Any way coming back to Bela, her beloved Baba had been all the way to Pithoragarh (another small town in UP) and had brought back a pair of strappy tinsel coated sandals for Bela. For Bela that was the ultimate in fashion, and she dearly wanted to wear it. Her strict no-nonsense mother had put an embargo......not till Diwali. The footwear was kept wrapped in newspaper and sunned everyday (I never got to know why the daily sunning was needed), much admired by all the village folk as it glittered in the misty sunlight and all of this watched by the totally enraptured eight year old.
This pair of sandals and Bela's dark deep dreamy eyes took me back 45 years in a fraction of a second.

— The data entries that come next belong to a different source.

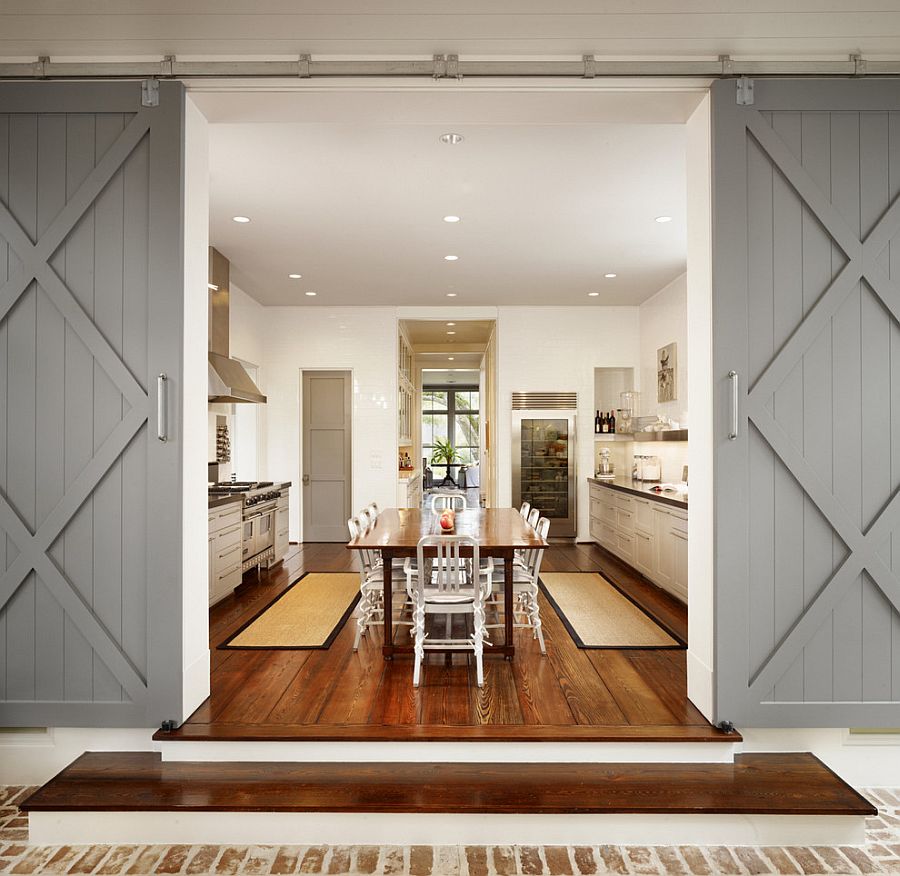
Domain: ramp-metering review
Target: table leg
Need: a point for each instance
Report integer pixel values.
(387, 568)
(508, 604)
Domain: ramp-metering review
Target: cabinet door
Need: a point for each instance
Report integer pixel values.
(805, 314)
(643, 516)
(665, 550)
(645, 559)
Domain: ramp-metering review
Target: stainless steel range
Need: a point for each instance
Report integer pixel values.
(258, 503)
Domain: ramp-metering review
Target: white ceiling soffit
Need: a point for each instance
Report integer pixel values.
(439, 331)
(621, 28)
(357, 209)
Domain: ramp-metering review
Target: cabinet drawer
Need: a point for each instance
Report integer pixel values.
(221, 518)
(625, 520)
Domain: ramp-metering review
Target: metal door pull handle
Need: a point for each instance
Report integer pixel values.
(162, 426)
(733, 376)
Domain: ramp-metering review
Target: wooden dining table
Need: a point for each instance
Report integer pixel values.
(500, 533)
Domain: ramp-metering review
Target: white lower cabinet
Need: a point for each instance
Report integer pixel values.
(644, 533)
(224, 550)
(282, 539)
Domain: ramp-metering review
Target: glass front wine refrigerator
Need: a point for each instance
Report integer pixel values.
(543, 457)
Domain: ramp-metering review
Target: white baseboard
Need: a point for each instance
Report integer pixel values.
(264, 828)
(450, 752)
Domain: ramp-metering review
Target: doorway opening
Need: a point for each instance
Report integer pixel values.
(589, 275)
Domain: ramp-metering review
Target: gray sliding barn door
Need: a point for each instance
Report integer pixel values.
(806, 278)
(91, 286)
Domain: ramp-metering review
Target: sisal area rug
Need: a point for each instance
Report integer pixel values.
(597, 615)
(308, 615)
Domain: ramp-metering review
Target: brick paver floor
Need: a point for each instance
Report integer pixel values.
(880, 854)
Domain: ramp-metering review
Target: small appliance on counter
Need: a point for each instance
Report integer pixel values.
(604, 466)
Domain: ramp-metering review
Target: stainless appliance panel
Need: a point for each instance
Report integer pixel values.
(543, 466)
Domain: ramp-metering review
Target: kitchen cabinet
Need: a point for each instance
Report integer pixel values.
(282, 517)
(646, 534)
(224, 550)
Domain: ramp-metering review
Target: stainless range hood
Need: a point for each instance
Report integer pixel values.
(228, 380)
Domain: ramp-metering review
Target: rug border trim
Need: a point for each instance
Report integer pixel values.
(679, 646)
(329, 639)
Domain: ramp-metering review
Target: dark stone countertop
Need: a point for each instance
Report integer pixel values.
(643, 489)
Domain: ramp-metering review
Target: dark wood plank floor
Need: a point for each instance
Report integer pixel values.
(787, 784)
(336, 693)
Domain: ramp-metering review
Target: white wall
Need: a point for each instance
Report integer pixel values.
(558, 348)
(700, 447)
(360, 339)
(195, 572)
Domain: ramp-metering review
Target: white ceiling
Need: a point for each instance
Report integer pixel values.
(357, 209)
(623, 28)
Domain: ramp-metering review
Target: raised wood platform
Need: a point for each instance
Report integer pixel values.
(571, 694)
(761, 784)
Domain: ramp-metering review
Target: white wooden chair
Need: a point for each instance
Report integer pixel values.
(456, 501)
(526, 610)
(443, 585)
(370, 609)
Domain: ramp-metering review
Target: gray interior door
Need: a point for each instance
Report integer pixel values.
(91, 278)
(326, 455)
(806, 278)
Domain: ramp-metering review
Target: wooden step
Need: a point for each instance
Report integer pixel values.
(760, 799)
(762, 784)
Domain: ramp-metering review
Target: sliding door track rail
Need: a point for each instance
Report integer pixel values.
(443, 67)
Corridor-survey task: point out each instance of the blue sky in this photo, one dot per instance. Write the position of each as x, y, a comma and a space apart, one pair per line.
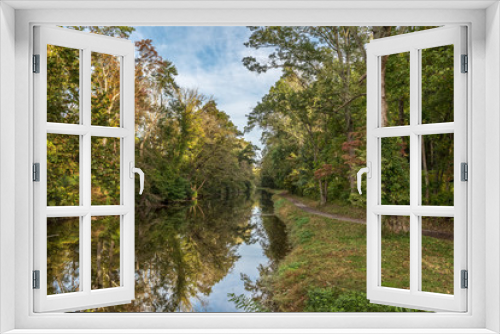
209, 59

Long time back in the bleary and misty shores of East Anglia I spent a winter holiday. On the dead flat marshes of Suffolk it was an intensely cold winter. There was the high sea wall on which we used to walk and play. If you know this part of Suffolk, the sea wall near Lowestoft
is a lonely stretch, on one side lay the bleak grey sea, howling and raging with the wind which was always bitterly cold. On the other side of the sea wall lay the wide expanse of heathland, rimey grass dotted with winter-black whin bushes and dry gorse bushes. A wide pale sky touched the heathland somewhere far way. In this bleak landscape played Norah and Robin and of course yours truly. The sea wall was slippery and wet, and we ran along it as sure footed as only children can be. Norah was the daughter of the local P.C. and wore a pair of red leather shoes with bright silver buckles. I had never seen such a pair of shoes. All I got was the regular black boots for school wear and of course the three striped Adi Dassler hand crafted grey suede shoes. These Dassler shoes were good, comfortable but they could not match the clop-clop sound and the brightness that Norah's shoes brought while playing on the sea wall. All winter I yearned and longed for such a pair. I even went to the extent of asking Mother.
"Red shoes?", she said.
"What's wrong with the black shoes?"
Too bad Ma never understood these things.
The whole bleak winter we played and ran on the rimey heath, on the sea wall, on the straight sandy coast-road. All the time I longed to have a pair of red shoes. They never came. I stuck to my solid black boots and thought that if Norah was not the P.C.s daughter, a clever theft could be arranged between Robin and me. Such luck was never to be, and I left for School in February wearing my black school shoes (albeit a new pair).
While my children were growing up Rita gave a pair of red boots to Sajani (Numbo's old pair).
Sajani wore them to her playschool. However, I never got to wear a pair of red shoes....not ever.
Silver sandals in the bright and green Gopipur, and red shoes in a blear wintry East Anglian landscape. Two little girls, separated by a whole generation and a half. Yet the difference is so very negligible.